Though the withdrawal schedule is consistent with Obama’s campaign, the troops that could stay behind in Iraq for an additional year isn’t.

Nelson said an incomplete removal of U.S. troops and organizations would garner suspicions that the United States is trying to control the Iraqi government or its oil resources.

The Iraqi Status of Forces agreement requires all troops to be out by 2011, but some of those troops may be relocated to other countries throughout the region, such as Afghanistan.

“Redistribution is probably the most likely thing to happen: As we draw down in one theater, we’re going to put troops in another,” said John Mickelson, a UI Veterans Association adviser.

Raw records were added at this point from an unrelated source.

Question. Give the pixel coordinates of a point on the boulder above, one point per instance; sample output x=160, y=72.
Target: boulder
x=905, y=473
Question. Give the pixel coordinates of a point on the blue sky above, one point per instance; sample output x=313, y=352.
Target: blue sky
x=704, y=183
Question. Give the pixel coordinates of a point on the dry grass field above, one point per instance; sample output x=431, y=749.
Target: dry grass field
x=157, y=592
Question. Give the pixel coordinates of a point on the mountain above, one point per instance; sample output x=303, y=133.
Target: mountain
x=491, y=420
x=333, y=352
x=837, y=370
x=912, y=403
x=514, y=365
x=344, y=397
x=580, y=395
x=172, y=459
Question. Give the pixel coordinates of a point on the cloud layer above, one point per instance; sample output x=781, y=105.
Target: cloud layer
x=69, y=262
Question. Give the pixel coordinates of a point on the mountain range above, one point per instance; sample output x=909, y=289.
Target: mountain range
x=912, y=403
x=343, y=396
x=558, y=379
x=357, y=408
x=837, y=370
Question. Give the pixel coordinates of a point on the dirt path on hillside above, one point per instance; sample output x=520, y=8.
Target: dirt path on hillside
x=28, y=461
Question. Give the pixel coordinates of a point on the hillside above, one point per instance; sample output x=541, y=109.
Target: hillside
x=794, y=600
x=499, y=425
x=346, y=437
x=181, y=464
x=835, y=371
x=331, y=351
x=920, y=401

UI Antiwar Coalition member David Goodner said getting troops out of Iraq can’t be a haphazard process for the United States.

“The peace movement needs to start balancing its attention between Afghanistan and Iraq,” he wrote in an e-mail. “It needs to be tied to domestic concerns back here at home like the global economic crisis and catastrophic climate change.”

Despite Democrats’ worries that Obama is veering away from his original campaign, UI Antiwar Coalition member Robert Ehl said Obama’s campaign was always loose on a timetable for troop withdrawal.

“Obama was framed as an antiwar candidate throughout the election, but if you listen to him during his campaign, he was specific about not removing troops too fast,” Ehl said.

Greg Baker, the Iowa Federation of College Republicans chairman, agreed that Obama’s current goals are consistent with his message during the general election.

“He’s sending more troops to Afghanistan as Iraq is beginning to stabilize,” Baker said. “Afghanistan has been spending time on the back burner, but it’s a center of the war on terrorism at this point.”

A similar troop-redistribution strategy was initiated in Iraq after the 2006 election, he said. Obama’s call for up to 30,000 troops in Afghanistan is consistent with strategy in the Iraq war after Defense Secretary Donald Rumsfeld stepped down.

Ehl said a complete withdrawal of troops is imperative to ending violent activity in the area.

“Unless they’re taking hammers and saws instead of M16s, we’re not interested in further troop deployments,” he said. “Their job is combat and nothing else.”